Our job is to connect the people who live and work in these areas, the property owners and the politicians, and continue to deliver destinations everyone can be proud of.
I’m incredibly fortunate to be representing two of the most iconic areas of London. King’s Road is the spiritual home of British creativity, risqué style and excitement. It has an abundance of independent shops, galleries and restaurants.
Knightsbridge, already renowned on the global stage for luxury retail, has so much more to offer with its exceptional neighbourhood that includes culture, green spaces and a vast array of dining options and award-winning spas.
What can the King’s Road and Knightsbridge BIDs ultimately achieve?
These BIDs are vital in supporting local businesses and protecting the high street, particularly as our local economy continues to recover from the effects of the pandemic, and helping those who live, work and shop here cope with the pressures brought about by the cost-of-living crisis.
BIDs are a great way of bringing the community together, along with businesses and landlords, and securing future investment for the wider area.
What’s your day-to-day work like and what strategic long-term challenges are the BIDs facing?
We’re working closely with key stakeholders and community members, ranging from local residents through to politicians to discuss our plans.
Post-pandemic, the King’s Road area has managed to bounce back more quickly than Knightsbridge. This is partly because of a loyal, local community, but also owing to the hard work put in to creating a sense of place where people want to come and spend time. Our ongoing challenge is to not lose momentum, and continue to deliver experiences and initiatives that excite people and ultimately drive footfall and spend.
With Knightsbridge the challenges are more acute. The residents and politicians came forward wanting to preserve and protect the area. The Brompton Road sits right on the boundary between the two boroughs, which causes some challenges in creating a focus and a coordinated approach for the district. There is also a tenant mix which suffers from fragmented ownership. The Knightsbridge Partnership has brought all stakeholders, residents, and landowners together with a joint sense of purpose.
A key priority we are determined to fix is commercial waste.

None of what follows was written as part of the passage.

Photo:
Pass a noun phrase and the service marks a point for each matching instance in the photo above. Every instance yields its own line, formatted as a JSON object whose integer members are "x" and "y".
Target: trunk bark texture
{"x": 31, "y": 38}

Our new Head of Place, Rebecca Handley, has already set up a task force that includes officers from Kensington, Chelsea, and Westminster to agree the best way forward.

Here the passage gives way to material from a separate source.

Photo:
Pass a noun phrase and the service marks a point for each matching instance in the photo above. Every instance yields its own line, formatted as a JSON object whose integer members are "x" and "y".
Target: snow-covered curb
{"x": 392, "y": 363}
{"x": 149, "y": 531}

How are you delivering the BIDs’ vision for supporting member businesses?
Most importantly we listen before acting. We’ve worked in partnership with our members to agree and devise our plan. We are also starting to deliver on that plan and make a positive difference.

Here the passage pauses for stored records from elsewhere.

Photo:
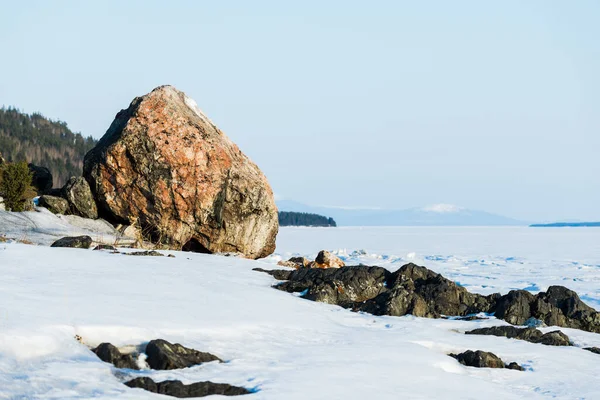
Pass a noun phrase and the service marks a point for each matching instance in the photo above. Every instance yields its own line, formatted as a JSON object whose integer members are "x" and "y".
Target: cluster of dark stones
{"x": 162, "y": 355}
{"x": 421, "y": 292}
{"x": 483, "y": 359}
{"x": 85, "y": 242}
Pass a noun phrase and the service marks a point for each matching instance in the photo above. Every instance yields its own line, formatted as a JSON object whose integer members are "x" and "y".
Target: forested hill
{"x": 43, "y": 142}
{"x": 287, "y": 218}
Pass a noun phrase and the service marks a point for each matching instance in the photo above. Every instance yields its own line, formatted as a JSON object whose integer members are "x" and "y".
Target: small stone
{"x": 151, "y": 253}
{"x": 164, "y": 355}
{"x": 178, "y": 389}
{"x": 77, "y": 242}
{"x": 327, "y": 260}
{"x": 515, "y": 366}
{"x": 111, "y": 354}
{"x": 56, "y": 205}
{"x": 105, "y": 247}
{"x": 593, "y": 349}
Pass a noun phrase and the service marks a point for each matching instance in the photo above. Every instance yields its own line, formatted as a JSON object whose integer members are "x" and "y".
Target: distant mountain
{"x": 436, "y": 215}
{"x": 43, "y": 142}
{"x": 566, "y": 224}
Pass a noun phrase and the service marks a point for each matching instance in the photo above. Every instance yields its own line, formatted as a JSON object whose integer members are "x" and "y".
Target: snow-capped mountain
{"x": 433, "y": 215}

Our partners have told us that safety and security is their number one priority, so we set up the Street Team across both BIDs immediately. They are already having a significant impact resulting in a 10% reduction in anti-social behavior and crime since being in place.
What are the BIDs doing to encourage shoppers this Christmas?
Christmas is always something to look forward to and in the retail calendar it’s one of the most important periods of the year.
On King’s Road, we’ll have the Chelsea Lights Switch-On on 19th November. This will probably be one of the most spectacular events you’ll see in London this year, and for the first time ever King’s Road will be closed to traffic for a full day of family activities.
We’ll also be extending the Fine Food Market and there will be a Santa’s grotto, Santagram, reindeer, sleigh rides and a host of music throughout the day. It will be fantastic.
In Knightsbridge we will have the first street-wide Christmas lights to complement what Harrods and Harvey Nichols are doing with their own buildings.
One example is The Fabulous World of Dior, a spectacular presentation illuminating the hallowed halls of the legendary Harrods department store. This offers an exceptional experience, combining the charm of the English spirit with French luxury and art de vivre refinement.
Tell us something that personally amazes you about the King’s Road and Knightsbridge?
It amazes me that the mini skirt was born on the King’s Road. Fashion pioneer Mary Quant ushered in the era of the mini skirt and hot pants when she opened Bazaar at 138a King’s Road back in 1955. In the 70s Vivienne Westwood and Malcolm McLaren opened the infamous boutique, Let it Rock at 430 King’s Road which was part of the new punk era.
My favourite thing about Knightsbridge is watching the Household Cavalry exercise their horses in the morning. We’re so lucky to have the barracks on our doorstep. It’s wonderfully British, and such an important part of the Knightsbridge’s heritage.